Crawler dozers, wheel loaders, motor graders, and scrapers may be categorized as a wide load in your state or municipality, requiring you to pay a hauling business more and get additional permits. This may be avoided by transporting your equipment carefully.
Height. Consider retracting or removing a large or tall boom or bucket while transporting a crane, excavator, or any other piece of equipment. This could be enough to keep the load from being classified as large. Sometimes to avoid wide-load classification, it’s best to send two shipments separately.
Weight. Depending on the state, any weight above 40,000 pounds is considered an oversize load. Taking off attachments from the equipment and carrying them separately can help you save weight and money.
Width. It isn’t much you can do if the item is excessively wide owing to the tracks or body. It is not worthwhile to remove the tracks. If your machinery has tires, removing them may lower the weight and make it narrower, allowing you to avoid the wide-load classification.
Length. Most states allow a load of 53 feet in length, which is more than enough for most construction equipment that can be hauled with a typical tractor-trailer.
When you can’t avoid an oversize or wide-load classification, just remember to budget extra money for the additional permits. Also needed are safety flags, lights and signs, and maybe an escort truck or two, depending on where your shipment is heading. Consult with your shipping company.
#2. Get your heavy equipment ready.
Things like strapping down the load and securely securing it can be handled by a heavy-equipment transportation service. However, it is not responsible for preparing the equipment for the relocation. This must be handled by the client to ensure that no equipment is harmed during the relocation.

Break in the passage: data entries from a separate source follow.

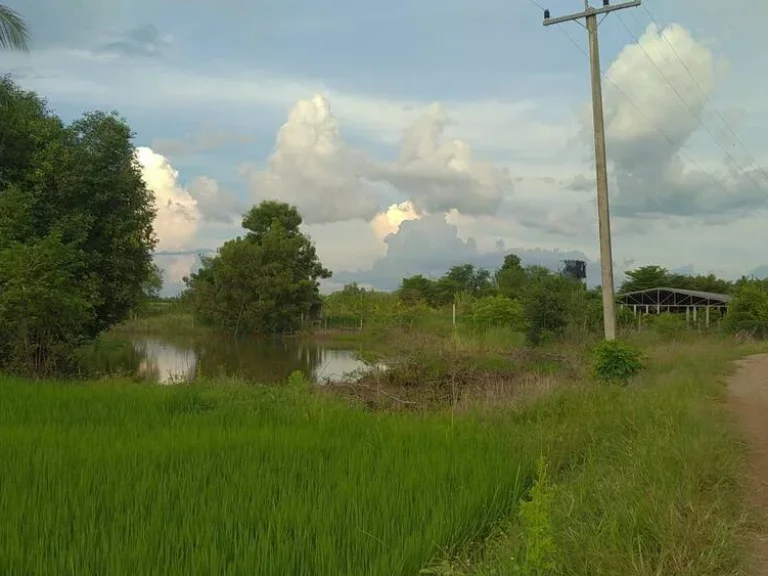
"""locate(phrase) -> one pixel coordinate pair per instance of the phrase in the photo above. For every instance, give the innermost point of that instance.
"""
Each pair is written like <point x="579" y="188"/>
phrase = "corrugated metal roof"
<point x="692" y="293"/>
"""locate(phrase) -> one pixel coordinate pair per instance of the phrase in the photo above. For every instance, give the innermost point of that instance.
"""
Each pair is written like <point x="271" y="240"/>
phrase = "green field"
<point x="119" y="478"/>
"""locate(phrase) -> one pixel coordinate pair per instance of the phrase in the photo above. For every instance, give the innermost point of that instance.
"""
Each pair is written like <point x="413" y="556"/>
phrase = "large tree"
<point x="75" y="230"/>
<point x="13" y="31"/>
<point x="261" y="283"/>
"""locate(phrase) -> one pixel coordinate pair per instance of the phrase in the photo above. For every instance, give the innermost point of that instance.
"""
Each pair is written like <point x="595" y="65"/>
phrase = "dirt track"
<point x="748" y="397"/>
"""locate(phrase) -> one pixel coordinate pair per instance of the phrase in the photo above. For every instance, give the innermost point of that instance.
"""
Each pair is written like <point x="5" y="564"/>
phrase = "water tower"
<point x="576" y="269"/>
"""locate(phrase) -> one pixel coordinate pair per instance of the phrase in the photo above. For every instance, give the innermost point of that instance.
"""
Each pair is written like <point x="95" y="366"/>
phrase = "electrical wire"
<point x="715" y="179"/>
<point x="706" y="95"/>
<point x="696" y="116"/>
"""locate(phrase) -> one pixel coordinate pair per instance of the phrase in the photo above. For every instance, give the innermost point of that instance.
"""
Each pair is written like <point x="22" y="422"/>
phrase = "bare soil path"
<point x="748" y="398"/>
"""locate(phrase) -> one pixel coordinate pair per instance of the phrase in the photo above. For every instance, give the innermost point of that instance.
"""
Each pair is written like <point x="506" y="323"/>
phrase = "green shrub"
<point x="499" y="311"/>
<point x="616" y="362"/>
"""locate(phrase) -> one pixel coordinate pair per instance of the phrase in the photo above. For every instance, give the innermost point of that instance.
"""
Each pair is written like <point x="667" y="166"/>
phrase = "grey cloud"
<point x="215" y="204"/>
<point x="141" y="41"/>
<point x="760" y="272"/>
<point x="430" y="246"/>
<point x="579" y="183"/>
<point x="645" y="148"/>
<point x="206" y="139"/>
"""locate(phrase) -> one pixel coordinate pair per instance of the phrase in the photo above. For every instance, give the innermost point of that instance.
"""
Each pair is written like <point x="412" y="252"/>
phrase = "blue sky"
<point x="470" y="119"/>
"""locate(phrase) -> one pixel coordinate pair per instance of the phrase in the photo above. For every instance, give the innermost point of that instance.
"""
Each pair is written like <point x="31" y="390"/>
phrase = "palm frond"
<point x="13" y="31"/>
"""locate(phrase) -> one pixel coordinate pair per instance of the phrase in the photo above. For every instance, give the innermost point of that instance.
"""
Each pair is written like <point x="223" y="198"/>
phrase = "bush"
<point x="498" y="310"/>
<point x="616" y="362"/>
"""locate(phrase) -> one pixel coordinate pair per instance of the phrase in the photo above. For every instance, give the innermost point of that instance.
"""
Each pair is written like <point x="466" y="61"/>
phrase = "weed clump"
<point x="616" y="362"/>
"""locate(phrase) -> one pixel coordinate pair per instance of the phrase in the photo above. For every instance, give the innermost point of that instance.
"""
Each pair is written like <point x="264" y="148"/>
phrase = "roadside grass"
<point x="120" y="478"/>
<point x="656" y="489"/>
<point x="113" y="477"/>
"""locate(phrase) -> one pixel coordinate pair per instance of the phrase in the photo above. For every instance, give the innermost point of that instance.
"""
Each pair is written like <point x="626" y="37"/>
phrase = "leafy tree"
<point x="263" y="282"/>
<point x="510" y="278"/>
<point x="75" y="193"/>
<point x="13" y="31"/>
<point x="547" y="302"/>
<point x="416" y="288"/>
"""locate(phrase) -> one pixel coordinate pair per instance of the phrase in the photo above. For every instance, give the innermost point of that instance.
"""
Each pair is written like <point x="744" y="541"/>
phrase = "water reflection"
<point x="168" y="361"/>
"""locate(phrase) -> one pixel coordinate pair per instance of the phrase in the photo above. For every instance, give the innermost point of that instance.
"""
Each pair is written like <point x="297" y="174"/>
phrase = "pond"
<point x="174" y="360"/>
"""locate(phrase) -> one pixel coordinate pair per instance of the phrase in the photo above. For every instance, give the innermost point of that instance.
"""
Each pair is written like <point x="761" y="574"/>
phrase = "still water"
<point x="265" y="361"/>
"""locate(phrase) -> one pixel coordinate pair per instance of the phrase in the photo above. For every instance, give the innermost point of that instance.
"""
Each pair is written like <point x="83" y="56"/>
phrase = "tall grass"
<point x="115" y="478"/>
<point x="658" y="488"/>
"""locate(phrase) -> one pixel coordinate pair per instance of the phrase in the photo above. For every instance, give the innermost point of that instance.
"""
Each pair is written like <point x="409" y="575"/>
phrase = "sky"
<point x="413" y="136"/>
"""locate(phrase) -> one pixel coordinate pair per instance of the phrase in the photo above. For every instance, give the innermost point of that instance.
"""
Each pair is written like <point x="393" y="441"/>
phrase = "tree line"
<point x="76" y="236"/>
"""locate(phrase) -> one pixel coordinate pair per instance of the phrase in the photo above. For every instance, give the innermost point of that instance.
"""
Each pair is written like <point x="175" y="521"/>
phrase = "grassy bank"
<point x="655" y="489"/>
<point x="171" y="323"/>
<point x="118" y="478"/>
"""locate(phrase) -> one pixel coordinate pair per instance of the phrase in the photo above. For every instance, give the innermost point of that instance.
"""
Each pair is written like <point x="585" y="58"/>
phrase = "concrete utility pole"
<point x="603" y="212"/>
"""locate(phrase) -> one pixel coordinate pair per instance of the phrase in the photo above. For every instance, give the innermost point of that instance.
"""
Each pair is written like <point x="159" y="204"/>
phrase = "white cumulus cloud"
<point x="178" y="216"/>
<point x="313" y="168"/>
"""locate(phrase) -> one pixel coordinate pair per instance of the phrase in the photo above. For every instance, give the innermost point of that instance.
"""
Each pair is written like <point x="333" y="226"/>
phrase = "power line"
<point x="706" y="95"/>
<point x="696" y="116"/>
<point x="655" y="126"/>
<point x="590" y="18"/>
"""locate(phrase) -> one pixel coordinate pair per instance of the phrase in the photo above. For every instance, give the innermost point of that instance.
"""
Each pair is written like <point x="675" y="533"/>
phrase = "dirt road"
<point x="748" y="397"/>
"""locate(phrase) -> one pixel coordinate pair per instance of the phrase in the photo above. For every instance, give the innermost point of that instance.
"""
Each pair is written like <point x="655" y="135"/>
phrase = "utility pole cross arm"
<point x="601" y="165"/>
<point x="605" y="9"/>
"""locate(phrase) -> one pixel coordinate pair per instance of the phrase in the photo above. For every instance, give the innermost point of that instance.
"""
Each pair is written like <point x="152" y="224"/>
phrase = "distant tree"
<point x="13" y="31"/>
<point x="417" y="288"/>
<point x="264" y="282"/>
<point x="75" y="231"/>
<point x="548" y="302"/>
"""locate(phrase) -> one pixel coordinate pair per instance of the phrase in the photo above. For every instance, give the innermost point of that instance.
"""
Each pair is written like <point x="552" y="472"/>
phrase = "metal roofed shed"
<point x="675" y="301"/>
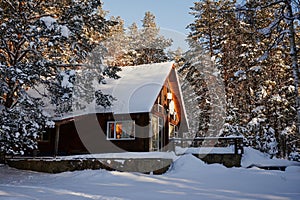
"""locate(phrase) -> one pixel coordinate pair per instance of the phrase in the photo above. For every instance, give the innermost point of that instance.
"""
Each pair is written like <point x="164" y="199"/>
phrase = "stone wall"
<point x="228" y="160"/>
<point x="147" y="165"/>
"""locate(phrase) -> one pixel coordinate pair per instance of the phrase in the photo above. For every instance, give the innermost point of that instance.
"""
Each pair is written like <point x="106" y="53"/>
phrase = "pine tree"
<point x="38" y="39"/>
<point x="151" y="46"/>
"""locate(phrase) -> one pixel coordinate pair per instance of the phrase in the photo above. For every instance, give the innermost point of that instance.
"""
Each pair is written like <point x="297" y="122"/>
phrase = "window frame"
<point x="108" y="132"/>
<point x="175" y="131"/>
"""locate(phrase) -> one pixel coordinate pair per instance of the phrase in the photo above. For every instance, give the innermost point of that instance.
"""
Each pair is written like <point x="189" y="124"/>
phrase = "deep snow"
<point x="189" y="178"/>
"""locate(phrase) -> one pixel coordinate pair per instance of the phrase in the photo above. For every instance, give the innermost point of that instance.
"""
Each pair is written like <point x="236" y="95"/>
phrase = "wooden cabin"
<point x="148" y="111"/>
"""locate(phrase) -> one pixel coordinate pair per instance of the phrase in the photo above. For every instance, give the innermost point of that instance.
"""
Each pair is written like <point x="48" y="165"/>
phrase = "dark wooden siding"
<point x="87" y="134"/>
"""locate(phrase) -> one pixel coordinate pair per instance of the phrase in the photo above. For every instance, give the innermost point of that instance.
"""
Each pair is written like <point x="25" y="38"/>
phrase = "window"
<point x="44" y="137"/>
<point x="173" y="131"/>
<point x="120" y="130"/>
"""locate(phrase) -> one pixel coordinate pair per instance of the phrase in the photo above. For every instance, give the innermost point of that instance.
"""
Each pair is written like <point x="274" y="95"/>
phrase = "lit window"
<point x="44" y="137"/>
<point x="120" y="130"/>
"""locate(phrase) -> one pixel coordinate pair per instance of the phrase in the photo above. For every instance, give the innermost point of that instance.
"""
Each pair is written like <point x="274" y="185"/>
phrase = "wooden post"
<point x="235" y="146"/>
<point x="57" y="129"/>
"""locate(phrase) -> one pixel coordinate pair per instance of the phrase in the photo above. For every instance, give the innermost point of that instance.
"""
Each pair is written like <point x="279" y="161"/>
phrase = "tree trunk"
<point x="294" y="57"/>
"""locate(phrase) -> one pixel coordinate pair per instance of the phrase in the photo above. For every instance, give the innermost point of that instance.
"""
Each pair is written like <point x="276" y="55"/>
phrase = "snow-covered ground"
<point x="189" y="178"/>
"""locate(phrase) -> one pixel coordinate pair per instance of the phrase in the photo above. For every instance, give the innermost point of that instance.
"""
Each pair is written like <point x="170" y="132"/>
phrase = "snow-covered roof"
<point x="138" y="87"/>
<point x="135" y="92"/>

Specific instructions for prepping the equipment for shipping may be found in the owner’s handbook or service manual. Special measures, such as immobilizing the excavator arm or other moving elements, may be necessary.
These recommendations will help you prepare for pickup and guarantee that your equipment is in good condition and ready to move when your transportation service arrives:
These suggestions will assist you in preparing for pickup and ensuring that your equipment is in good condition and ready to move when your shipping company arrives.
#3. Transportation logistics
Do you want one of your own drivers to upload the equipment onto the trailer and secure it, or will you delegate this responsibility to the transportation company? Do you have adequate space on your job site to load your equipment? Have you secured all of the necessary permits, or has your logistics provider?
Before setting the pickup time, work out the difficulties of the equipment pickup. Otherwise, the shipping company may levy additional costs and fees for being late.
#4. Select a competent transportation company.